A white cow skill with white roses on a white background. A black stripe runs down near the center of the background behind the cow skull.
Cow’s Skull with Calico Roses. Painting by Georgia O’Keeffe, 1931. Art Institute of Chicago. No known restrictions on publication.

Why tens of bones linked
with silver chain into
an earthly veil?

I gaze at other entries:
hand-stitched quilts
with undulating seams.

I am accustomed
to O’Keeffe’s painting
of the lone cow skull;

Ezekiel’s story
of dry, disconnected
bones strewn in a valley

until divine breath
binds bone to tendon,
skin to flesh: a promise

of life
the bone headdress
cannot make.

To even try it on
is to suffer
questions

of our mortality
clattering, awful
as the polished femurs.

 

Editor’s note 

The artwork that inspired this poem can be found in Lilly Oncology on Canvas: Expressions of a Cancer Journey (2008). 

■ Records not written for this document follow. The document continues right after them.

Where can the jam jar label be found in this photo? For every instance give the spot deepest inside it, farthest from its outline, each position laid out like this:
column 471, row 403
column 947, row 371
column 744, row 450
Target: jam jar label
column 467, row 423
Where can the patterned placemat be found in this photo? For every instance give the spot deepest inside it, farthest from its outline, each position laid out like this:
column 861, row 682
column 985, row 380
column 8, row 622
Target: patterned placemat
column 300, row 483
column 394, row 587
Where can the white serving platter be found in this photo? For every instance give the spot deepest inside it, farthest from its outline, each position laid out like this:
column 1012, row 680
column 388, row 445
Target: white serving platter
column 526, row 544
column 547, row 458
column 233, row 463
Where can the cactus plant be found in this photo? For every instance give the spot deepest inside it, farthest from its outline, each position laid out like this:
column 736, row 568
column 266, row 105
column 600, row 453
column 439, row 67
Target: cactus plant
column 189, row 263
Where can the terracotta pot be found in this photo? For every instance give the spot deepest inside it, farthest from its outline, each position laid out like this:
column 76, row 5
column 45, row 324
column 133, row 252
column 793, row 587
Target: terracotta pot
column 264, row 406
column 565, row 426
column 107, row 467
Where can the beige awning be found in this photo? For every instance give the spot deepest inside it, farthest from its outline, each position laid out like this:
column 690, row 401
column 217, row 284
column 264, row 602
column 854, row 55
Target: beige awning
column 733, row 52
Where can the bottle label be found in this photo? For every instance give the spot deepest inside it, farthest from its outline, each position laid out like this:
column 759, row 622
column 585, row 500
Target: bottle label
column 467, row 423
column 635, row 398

According to the author of the poem, “the bone headdress to me represents our mortality and the awareness of our own death, always imminent. When we ‘try on’ the headdress, we ‘suffer’ existential questions that have no answers, unlike the biblical story that offers a resolution.” 

The cow’s skull was found by Georgia O’Keeffe after a drought in New Mexico in the summer of 1930 among many animal skeletons scattered about in the desert. She had the skull sent to New York and later painted it. 

Cows are gentle creatures revered in many cultures as symbols of fertility and renewal, connected to Mother Earth, nature, and reproduction.  

Ezekiel was a Hebrew prophet during the Babylonian captivity in the sixth century BC. His prophesies about the resurrection of the dry bones are found in the Bible in Ezekiel 37, in which he is empowered by the Lord to make the bones breathe, cover them with tendons and skin, and bring them back to life.

 


 

SUSAN J. SAMPLE, PhD, MFA, is the writer-in-residence at Huntsman Cancer Institute, University of Utah, where she works with patients and caregivers. At the School of Medicine, she directs the Initiative in Narrative, Medicine, and Health, teaching reflective writing and bringing students and physicians into conversation with patients. She has published poetry in literary and medical journals, ranging from Tupelo Quarterly to JAMA. Her books include Voices of Teenage Transplant Survivors: Miracle-Like (Emerald Publishing, 2021), and two chapbooks, Terrible Grace (Finishing Line Press, 2011) and Some Unsayable Blue (2019).